# Intake Plugin for CMIP5

The directory `intake-cmip5` contains a full package to do the job

In [1]:
!find ../intake_cmip5/

../intake_cmip5/
../intake_cmip5//generate_database.py
../intake_cmip5//_version.py
../intake_cmip5//__init__.py
../intake_cmip5//__pycache__
../intake_cmip5//__pycache__/_version.cpython-36.pyc
../intake_cmip5//__pycache__/generate_database.cpython-36.pyc
../intake_cmip5//__pycache__/source.cpython-36.pyc
../intake_cmip5//__pycache__/__init__.cpython-36.pyc
../intake_cmip5//source.py


`intake-cmip5` contains just one DataSource class, although it could have several related source. 
The [source code](https://github.com/NCAR/intake-cmip5) has `CMIP5DataSource` class which subclasses `intake_xarray.base.DataSourceMixin` class. `CMIP5DataSource` has the following class-level attributes:

```python

class CMIP5DataSource(intake_xarray.base.DataSourceMixin):
    container = 'xarray'
    version = '0.0.1'
    partition_access = True
    name = 'cmip5'
```

These attributes
 - name the new plugin, 
 - give it a version and 
 - an output data type (xarray container), 
 - and specify that the data will always be loaded in partitions. 

In [2]:
# Install the package
!cd .. && python setup.py develop

running develop
running egg_info
writing intake_cmip5.egg-info/PKG-INFO
writing dependency_links to intake_cmip5.egg-info/dependency_links.txt
writing entry points to intake_cmip5.egg-info/entry_points.txt
writing requirements to intake_cmip5.egg-info/requires.txt
writing top-level names to intake_cmip5.egg-info/top_level.txt
file intake_cmip5.py (for module intake_cmip5) not found
reading manifest file 'intake_cmip5.egg-info/SOURCES.txt'
reading manifest template 'MANIFEST.in'
writing manifest file 'intake_cmip5.egg-info/SOURCES.txt'
running build_ext
Creating /Users/abanihi/opt/miniconda3/envs/pangeo/lib/python3.6/site-packages/intake-cmip5.egg-link (link to .)
intake-cmip5 0+untagged.46.g1490232.dirty is already the active version in easy-install.pth

Installed /Users/abanihi/devel/ncar/intake-cmip5
Processing dependencies for intake-cmip5==0+untagged.46.g1490232.dirty
Searching for intake-xarray==0.2.4
Best match: intake-xarray 0.2.4
Adding intake-xarray 0.2.4 to easy-install.pth f

Since the class is in the top-level of the package i.e `__init__.py`, and the package name starts with intake_, it will be scanned when Intake is imported.
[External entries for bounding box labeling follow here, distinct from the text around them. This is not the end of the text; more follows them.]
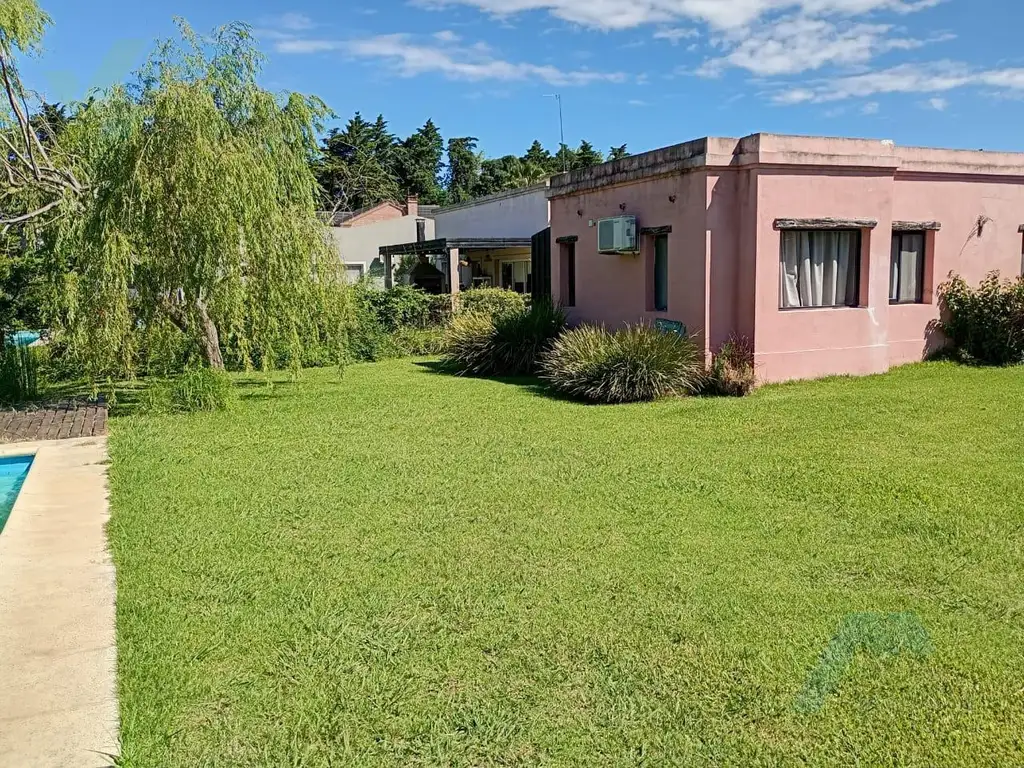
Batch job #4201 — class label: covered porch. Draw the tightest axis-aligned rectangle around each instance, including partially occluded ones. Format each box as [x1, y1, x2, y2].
[380, 238, 534, 296]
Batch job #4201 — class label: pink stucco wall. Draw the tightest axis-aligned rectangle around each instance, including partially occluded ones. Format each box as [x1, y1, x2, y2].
[551, 172, 708, 354]
[551, 134, 1024, 381]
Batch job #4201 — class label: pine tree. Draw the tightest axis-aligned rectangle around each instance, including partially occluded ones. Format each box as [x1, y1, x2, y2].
[522, 139, 554, 171]
[608, 144, 630, 160]
[572, 141, 604, 170]
[397, 120, 444, 205]
[444, 136, 481, 203]
[551, 144, 577, 173]
[315, 113, 399, 211]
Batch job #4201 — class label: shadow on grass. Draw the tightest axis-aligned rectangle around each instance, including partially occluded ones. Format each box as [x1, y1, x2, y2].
[414, 360, 595, 406]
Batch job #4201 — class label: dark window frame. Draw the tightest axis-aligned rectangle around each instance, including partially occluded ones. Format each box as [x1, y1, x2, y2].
[778, 226, 864, 312]
[889, 229, 928, 306]
[651, 234, 669, 312]
[561, 242, 575, 307]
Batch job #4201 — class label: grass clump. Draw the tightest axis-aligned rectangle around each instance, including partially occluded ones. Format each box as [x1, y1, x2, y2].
[700, 337, 758, 397]
[541, 325, 703, 403]
[0, 342, 43, 406]
[142, 368, 237, 414]
[459, 288, 528, 317]
[443, 301, 565, 376]
[939, 271, 1024, 366]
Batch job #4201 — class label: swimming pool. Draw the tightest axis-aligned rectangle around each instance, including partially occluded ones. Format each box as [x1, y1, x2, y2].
[0, 456, 32, 531]
[7, 331, 42, 347]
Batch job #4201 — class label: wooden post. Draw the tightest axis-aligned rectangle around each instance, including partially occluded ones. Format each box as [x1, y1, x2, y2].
[449, 248, 461, 312]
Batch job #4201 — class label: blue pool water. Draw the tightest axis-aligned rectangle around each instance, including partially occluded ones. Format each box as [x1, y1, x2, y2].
[7, 331, 40, 347]
[0, 456, 32, 530]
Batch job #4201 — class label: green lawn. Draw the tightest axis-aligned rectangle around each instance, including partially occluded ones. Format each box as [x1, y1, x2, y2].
[110, 361, 1024, 768]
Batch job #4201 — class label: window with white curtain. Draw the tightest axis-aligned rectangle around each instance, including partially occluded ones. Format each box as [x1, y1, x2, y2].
[779, 229, 860, 309]
[889, 232, 925, 304]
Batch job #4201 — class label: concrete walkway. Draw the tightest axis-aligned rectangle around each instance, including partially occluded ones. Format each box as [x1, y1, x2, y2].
[0, 437, 118, 768]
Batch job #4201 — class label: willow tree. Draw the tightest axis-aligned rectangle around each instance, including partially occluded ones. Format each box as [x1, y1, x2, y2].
[55, 22, 344, 374]
[0, 0, 84, 231]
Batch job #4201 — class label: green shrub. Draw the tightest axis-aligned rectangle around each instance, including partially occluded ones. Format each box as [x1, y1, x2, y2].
[352, 281, 436, 333]
[142, 368, 236, 414]
[541, 325, 703, 403]
[459, 288, 527, 317]
[700, 337, 758, 397]
[391, 328, 444, 357]
[0, 336, 44, 406]
[939, 272, 1024, 366]
[443, 301, 565, 376]
[442, 312, 495, 376]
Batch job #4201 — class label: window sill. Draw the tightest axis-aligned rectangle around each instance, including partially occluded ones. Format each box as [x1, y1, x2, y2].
[778, 304, 867, 312]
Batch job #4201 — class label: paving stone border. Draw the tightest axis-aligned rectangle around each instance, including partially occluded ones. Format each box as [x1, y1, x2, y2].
[0, 402, 106, 442]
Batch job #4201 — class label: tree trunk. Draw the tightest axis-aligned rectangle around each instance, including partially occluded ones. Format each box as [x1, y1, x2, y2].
[196, 299, 224, 371]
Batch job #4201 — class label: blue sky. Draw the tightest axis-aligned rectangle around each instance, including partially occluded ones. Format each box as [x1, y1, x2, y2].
[16, 0, 1024, 156]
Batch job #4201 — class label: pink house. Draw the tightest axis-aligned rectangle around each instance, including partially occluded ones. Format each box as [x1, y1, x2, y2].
[549, 133, 1024, 381]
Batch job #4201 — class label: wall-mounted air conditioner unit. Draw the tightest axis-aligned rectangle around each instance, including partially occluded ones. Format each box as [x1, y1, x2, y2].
[597, 216, 640, 253]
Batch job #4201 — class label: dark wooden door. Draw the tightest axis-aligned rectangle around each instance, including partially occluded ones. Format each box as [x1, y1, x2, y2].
[530, 226, 551, 301]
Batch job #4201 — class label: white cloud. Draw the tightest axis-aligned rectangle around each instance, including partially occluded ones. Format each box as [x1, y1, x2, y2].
[343, 34, 626, 85]
[697, 16, 924, 77]
[273, 37, 345, 53]
[654, 27, 700, 45]
[259, 12, 315, 32]
[419, 0, 943, 30]
[772, 61, 1024, 104]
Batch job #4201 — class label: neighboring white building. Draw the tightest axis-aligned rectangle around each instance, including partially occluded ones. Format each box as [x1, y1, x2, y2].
[428, 181, 551, 293]
[329, 198, 436, 286]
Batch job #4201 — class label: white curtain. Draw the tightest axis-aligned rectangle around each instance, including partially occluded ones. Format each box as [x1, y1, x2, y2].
[779, 229, 860, 308]
[889, 232, 925, 301]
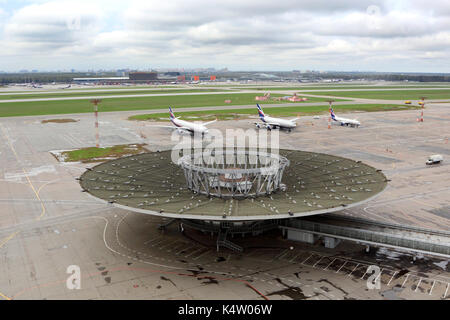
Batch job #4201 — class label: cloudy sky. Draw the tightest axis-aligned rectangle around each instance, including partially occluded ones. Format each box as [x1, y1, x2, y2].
[0, 0, 450, 72]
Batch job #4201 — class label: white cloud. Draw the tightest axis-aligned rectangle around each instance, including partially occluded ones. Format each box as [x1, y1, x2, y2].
[0, 0, 450, 72]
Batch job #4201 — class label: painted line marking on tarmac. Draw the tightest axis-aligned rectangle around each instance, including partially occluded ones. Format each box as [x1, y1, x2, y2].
[414, 278, 422, 292]
[348, 263, 359, 277]
[387, 271, 397, 287]
[323, 258, 337, 270]
[428, 280, 436, 296]
[402, 274, 409, 288]
[336, 261, 347, 273]
[302, 253, 314, 265]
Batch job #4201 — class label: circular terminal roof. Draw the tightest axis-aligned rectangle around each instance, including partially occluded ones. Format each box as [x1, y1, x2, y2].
[80, 150, 387, 221]
[178, 149, 289, 199]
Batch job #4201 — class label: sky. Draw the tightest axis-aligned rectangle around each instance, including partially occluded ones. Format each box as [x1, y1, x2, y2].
[0, 0, 450, 73]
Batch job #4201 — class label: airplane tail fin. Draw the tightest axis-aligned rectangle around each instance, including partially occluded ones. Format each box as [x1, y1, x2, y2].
[169, 107, 175, 119]
[256, 103, 265, 118]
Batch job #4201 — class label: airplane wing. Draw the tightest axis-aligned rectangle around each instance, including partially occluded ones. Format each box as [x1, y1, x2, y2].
[202, 119, 217, 126]
[152, 125, 191, 131]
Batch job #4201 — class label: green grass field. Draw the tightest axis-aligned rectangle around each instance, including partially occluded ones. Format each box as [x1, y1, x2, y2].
[0, 93, 338, 117]
[128, 104, 419, 121]
[0, 88, 234, 100]
[298, 88, 450, 100]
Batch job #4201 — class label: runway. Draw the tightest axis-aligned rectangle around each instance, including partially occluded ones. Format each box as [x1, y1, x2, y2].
[0, 104, 450, 300]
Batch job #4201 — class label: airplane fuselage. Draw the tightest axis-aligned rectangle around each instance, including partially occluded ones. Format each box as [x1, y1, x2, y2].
[170, 118, 208, 134]
[332, 116, 361, 127]
[261, 116, 297, 129]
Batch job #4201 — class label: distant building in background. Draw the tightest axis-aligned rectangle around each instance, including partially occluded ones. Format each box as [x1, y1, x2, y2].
[129, 72, 158, 81]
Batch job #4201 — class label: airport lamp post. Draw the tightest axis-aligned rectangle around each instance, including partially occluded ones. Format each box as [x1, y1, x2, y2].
[327, 100, 334, 129]
[91, 99, 102, 148]
[419, 97, 427, 122]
Now the plugin automatically appears in the set of known plugins in the Intake registry, and an associated `intake.open_cmip5` function is created at import time.

In [3]:
import intake

In [4]:
'cmip5' in intake.registry

True

## Generate fake cmip5 data + cmip5 database

For `intake-cmip5` to generate catalogs, we need to generate a database. To generate this database, we use [CMIP5 Data Reference Syntax](https://cmip.llnl.gov/cmip5/docs/cmip5_data_reference_syntax_v1-00_clean.pdf) to infer directory structure. Using `os.walk()`, we generate necessary information for each file. This database is then persisted to disk as an `csv` file. This file has the following columns:
- ensemble
- experiment
- file_basename
- file_fullpath
- frequency
- realm 
- institution
- model
- varname

In [5]:
import os
import pandas as pd
import xarray as xr
import shutil
import tempfile
from intake_cmip5.generate_database import create_CMIP5Database

In [6]:
CMIP5_TEST_DIR = tempfile.mkdtemp()
DB_DIR = tempfile.mkdtemp()
file_names = [
    "Tair_Amon_CanESM2_rcp85_r2i1p1_200601-203512.nc",
    "Tair_OImon_CSIRO-Mk3-6-0_historical_r2i1p1_200601-203512.nc",
]

In [7]:
def setup():
    test_paths = [
        f"{CMIP5_TEST_DIR}/output1/CCCma/CanESM2/rcp85/mon/atmos/Amon/r2i1p1",
        f"{CMIP5_TEST_DIR}/output2/CSIRO-QCCCE/CSIRO-Mk3-6-0/historical/mon/seaIce/OImon/r2i1p1/v1/sic",
    ]

    ds = (
        xr.tutorial.open_dataset("rasm")
        .load()
        .isel(time=slice(0, 2), x=slice(0, 5), y=slice(0, 3))
    )

    for idx, path in enumerate(test_paths):
        os.makedirs(path, exist_ok=True)
        file_path = f"{path}/{file_names[idx]}"
        ds.to_netcdf(file_path, mode="w")

In [8]:
# Generate fake cmip5 database
setup()
create_CMIP5Database(CMIP5_TEST_DIR, DB_DIR)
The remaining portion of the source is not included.